Chinese cyberespionage group APT31, also identified as Bronze Vinewood, Judgement Panda, or Violet Typhoon, is now connected to cutting-edge backdoors proficient in discreetly transmitting confidential data to Dropbox.
This malware is among a vast suite of over 15 tools employed by the adversary during their 2022 cyber-attacks on industrial entities in Eastern Europe.
“Through these tactics, the attackers intended to create a lasting route for data extraction, even targeting information within air-gapped systems,” reported Kaspersky, highlighting the previously unexplored techniques of APT31.
The cyberattacks utilize a tri-phase malware sequence, each dedicated to different parts of the intrusion process: ensuring continual presence, collecting classified data, and forwarding that data to an external server under the attacker’s dominion.
Intriguingly, some derivatives of the intermediary backdoors possess capabilities to search filenames in Microsoft Outlook, implement remote directives, and trigger the tertiary component, thus finalizing the data transmission through RAR archive files.
“The inaugural phase ensures continuity, initializing the secondary malware module, which is charged with transmitting the accumulated files to the server using the tertiary implant for clean-up,” mentioned the cybersecurity company from Russia.
Setting them apart, APT31 is known to employ an internal corporate network command-and-control (C2), harnessing it as a conduit to extract data from systems that are offline, indicating deliberate targeting of isolated systems.
Notably, Kaspersky identified other tools in the attacker’s arsenal used to manually transfer data to platforms like Yandex Disk, and various ephemeral file-sharing sites such as extraimage, imgbb, imgshare, schollz, and zippyimage. A subsequent similar tool has been set to dispatch data through the Yandex email service.

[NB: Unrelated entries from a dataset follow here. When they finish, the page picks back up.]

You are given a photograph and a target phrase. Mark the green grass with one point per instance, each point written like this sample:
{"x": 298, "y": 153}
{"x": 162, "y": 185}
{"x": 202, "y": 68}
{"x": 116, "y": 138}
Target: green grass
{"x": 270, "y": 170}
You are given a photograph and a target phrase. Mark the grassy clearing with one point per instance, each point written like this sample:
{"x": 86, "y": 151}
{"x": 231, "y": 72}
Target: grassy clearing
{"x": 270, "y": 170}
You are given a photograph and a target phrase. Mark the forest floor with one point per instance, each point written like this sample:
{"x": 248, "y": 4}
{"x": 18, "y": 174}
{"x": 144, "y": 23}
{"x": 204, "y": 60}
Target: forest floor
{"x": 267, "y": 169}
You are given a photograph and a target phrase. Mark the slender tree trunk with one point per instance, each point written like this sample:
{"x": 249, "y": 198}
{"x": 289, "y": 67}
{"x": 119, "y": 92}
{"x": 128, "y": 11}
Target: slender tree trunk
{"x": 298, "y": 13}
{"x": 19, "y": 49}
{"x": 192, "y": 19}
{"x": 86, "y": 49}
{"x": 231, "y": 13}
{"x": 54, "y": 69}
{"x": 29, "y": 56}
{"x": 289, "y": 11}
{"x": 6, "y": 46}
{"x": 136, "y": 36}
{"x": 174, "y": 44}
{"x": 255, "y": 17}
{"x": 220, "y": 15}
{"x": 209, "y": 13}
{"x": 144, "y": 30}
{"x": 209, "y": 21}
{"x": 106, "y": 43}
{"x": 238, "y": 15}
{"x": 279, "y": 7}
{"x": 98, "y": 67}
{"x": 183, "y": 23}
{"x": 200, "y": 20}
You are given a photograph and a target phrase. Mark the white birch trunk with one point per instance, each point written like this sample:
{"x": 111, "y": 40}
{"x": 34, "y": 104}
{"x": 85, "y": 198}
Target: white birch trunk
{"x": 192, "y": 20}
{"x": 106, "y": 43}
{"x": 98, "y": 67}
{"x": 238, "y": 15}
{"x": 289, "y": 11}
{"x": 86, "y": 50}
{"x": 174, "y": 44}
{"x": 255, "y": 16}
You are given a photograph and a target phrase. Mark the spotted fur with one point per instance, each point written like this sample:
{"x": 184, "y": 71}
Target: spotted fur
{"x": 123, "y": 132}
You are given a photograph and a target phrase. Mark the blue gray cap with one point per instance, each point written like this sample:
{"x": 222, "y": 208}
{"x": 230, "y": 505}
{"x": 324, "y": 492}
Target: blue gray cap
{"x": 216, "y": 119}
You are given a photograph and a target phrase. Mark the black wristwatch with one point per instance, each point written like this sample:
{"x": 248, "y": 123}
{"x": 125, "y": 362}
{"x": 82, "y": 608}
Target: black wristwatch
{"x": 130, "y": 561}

These discoveries underline the attacker’s thorough preparations and their capacity to continually innovate, enhancing their cyberespionage toolkit.
“Exploiting renowned cloud storage platforms can potentially help the perpetrators bypass security protocols,” Kaspersky commented. “However, this also introduces the risk of the pilfered data being inadvertently exposed if an external entity gains access to the storage managed by the attackers.”